PODCAST: Episódio #189 – Pai e Filha

Alexandre e  Fred recebem mais um convidado para debater um dos grandes filmes do diretor japonês Yasujiro Ozu. Nosso amigo Hugo Harris, professor de jornalismo na faculdade Mackenzie e produtor do podcast “Cinefilia & Companhia” retorna ao PFC para conversar com a gente sobre “Pai e Filha” (Banshun, 1949), o primeiro filme de Ozu a contar com dois atores bastante importantes para sua carreira: Setsuko Hara e Chishû Ryû. A história, bastante sensível e universal, trata da separação natural entre um pai viúvo e sua filha, que deve seguir seu caminho começando sua  própria família, num Japão que se moderniza rapidamente no pós-guerra, sob ocupação americana.

PODCAST: Episódio #188 – Dicas Triplas do PFC #25

Fred e Alexandre recebem de volta o músico Willian de Andrade (confira o perfil dele no Instagram: “Oitavo Dia”) para debater mais três ótimas dicas fílmicas, ao redor do globo. Na 25ª edição do dicas triplas do PFC, conversamos sobre o clássico noir americano dirigido por Edmund Goulding “O Beco das Almas Perdidas” (Nightmare Alley, 1947), nos aprofundamos na comédia dramática italiana “Semeando a Ilusão” (Lo Scopone Scientifico, 1972), de Luigi Comencini e finalizamos com o longa polonês do cineasta Andrzej Zulawski, “O Diabo” (Diabel, 1972).

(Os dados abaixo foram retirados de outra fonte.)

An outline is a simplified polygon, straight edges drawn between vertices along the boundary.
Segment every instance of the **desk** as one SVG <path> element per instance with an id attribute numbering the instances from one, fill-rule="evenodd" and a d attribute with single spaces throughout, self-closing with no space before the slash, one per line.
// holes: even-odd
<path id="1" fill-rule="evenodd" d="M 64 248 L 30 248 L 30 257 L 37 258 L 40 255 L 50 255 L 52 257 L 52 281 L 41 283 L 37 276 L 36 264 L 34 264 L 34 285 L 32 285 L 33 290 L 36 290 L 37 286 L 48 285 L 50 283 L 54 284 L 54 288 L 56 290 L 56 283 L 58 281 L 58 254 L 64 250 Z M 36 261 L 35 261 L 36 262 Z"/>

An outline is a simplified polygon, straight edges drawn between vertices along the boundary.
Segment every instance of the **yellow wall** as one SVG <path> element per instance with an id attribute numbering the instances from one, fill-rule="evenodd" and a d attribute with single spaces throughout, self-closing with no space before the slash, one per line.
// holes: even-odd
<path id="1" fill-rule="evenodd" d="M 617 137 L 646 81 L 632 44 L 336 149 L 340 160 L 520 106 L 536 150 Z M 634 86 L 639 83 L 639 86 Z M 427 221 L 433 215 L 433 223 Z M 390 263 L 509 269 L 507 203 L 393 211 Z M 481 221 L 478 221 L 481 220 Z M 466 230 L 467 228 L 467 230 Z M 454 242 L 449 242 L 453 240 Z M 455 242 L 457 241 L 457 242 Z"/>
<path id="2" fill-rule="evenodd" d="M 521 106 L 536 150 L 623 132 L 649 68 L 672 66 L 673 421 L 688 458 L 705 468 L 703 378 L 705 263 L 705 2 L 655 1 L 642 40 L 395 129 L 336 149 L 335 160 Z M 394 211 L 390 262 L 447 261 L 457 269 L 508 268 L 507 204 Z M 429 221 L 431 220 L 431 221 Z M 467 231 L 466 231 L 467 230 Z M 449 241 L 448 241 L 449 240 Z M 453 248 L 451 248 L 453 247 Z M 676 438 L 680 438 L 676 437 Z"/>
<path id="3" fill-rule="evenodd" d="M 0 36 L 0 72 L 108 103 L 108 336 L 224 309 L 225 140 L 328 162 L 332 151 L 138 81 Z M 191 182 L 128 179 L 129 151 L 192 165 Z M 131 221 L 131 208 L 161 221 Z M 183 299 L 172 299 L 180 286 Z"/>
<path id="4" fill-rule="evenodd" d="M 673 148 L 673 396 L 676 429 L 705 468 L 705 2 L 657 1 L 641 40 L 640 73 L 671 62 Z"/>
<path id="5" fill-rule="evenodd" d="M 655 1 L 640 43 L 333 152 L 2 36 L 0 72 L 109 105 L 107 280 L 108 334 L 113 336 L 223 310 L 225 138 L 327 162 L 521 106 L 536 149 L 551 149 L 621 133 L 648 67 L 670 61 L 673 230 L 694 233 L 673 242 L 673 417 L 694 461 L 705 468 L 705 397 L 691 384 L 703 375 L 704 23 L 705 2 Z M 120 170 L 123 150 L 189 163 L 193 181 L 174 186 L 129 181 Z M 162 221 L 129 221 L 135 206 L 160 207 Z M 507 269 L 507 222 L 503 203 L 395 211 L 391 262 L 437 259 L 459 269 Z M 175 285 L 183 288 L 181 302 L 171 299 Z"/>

PODCAST: Episódio #187 – Fuga do Passado

Mais uma temporada do PFC se inicia e como já é tradição, o primeiro episódio do ano traz um filme escolhido pelo nosso grupo no Facebook. Fred e Alexandre recebem o founding father Marcelo Rennó para debater o excelente film noir “Fuga do Passado” (Out of The Past, 1947), uma das melhores produções do subgênero e do ano de 1947, entre qualquer gênero.  Dirigido pelo francês Jacques Tourneur, um mestre do cinema de terror, o longa traz Robert Mitchum, Jane Greer e Kirk Douglas – na época não muito conhecidos – em grandes atuações e conta com o excepcional trabalho de fotografia de Nicholas Musuraca, um dos mestres do filme policial americano.

PODCAST: Episódio #186 – O Mensageiro do Diabo

Fred e Alexandre trazem de volta o professor Fábio Rockenbach (Universidade de Passo Fundo) para debater mais uma excelente produção do cinema americano e única experiência como diretor de um dos maiores atores de seu próprio tempo. O papo hoje será sobre “O Mensageiro do Diabo” (The Night Of The Hunter, 1955), clássico thriller conduzido por Charles Laughton, que em sua única tentativa como cineasta, realizou um filme intrigante visualmente, com temática um tanto ousada para sua época. Robert Mitchum foi o escolhido para transformar o personagem Harry Powell, criado pelo autor Davis Grubb em livro homônimo, em uma das figuras mais ameaçadoras do imaginário infantil na tela de cinema, com uma atuação que é talvez a melhor de sua carreira.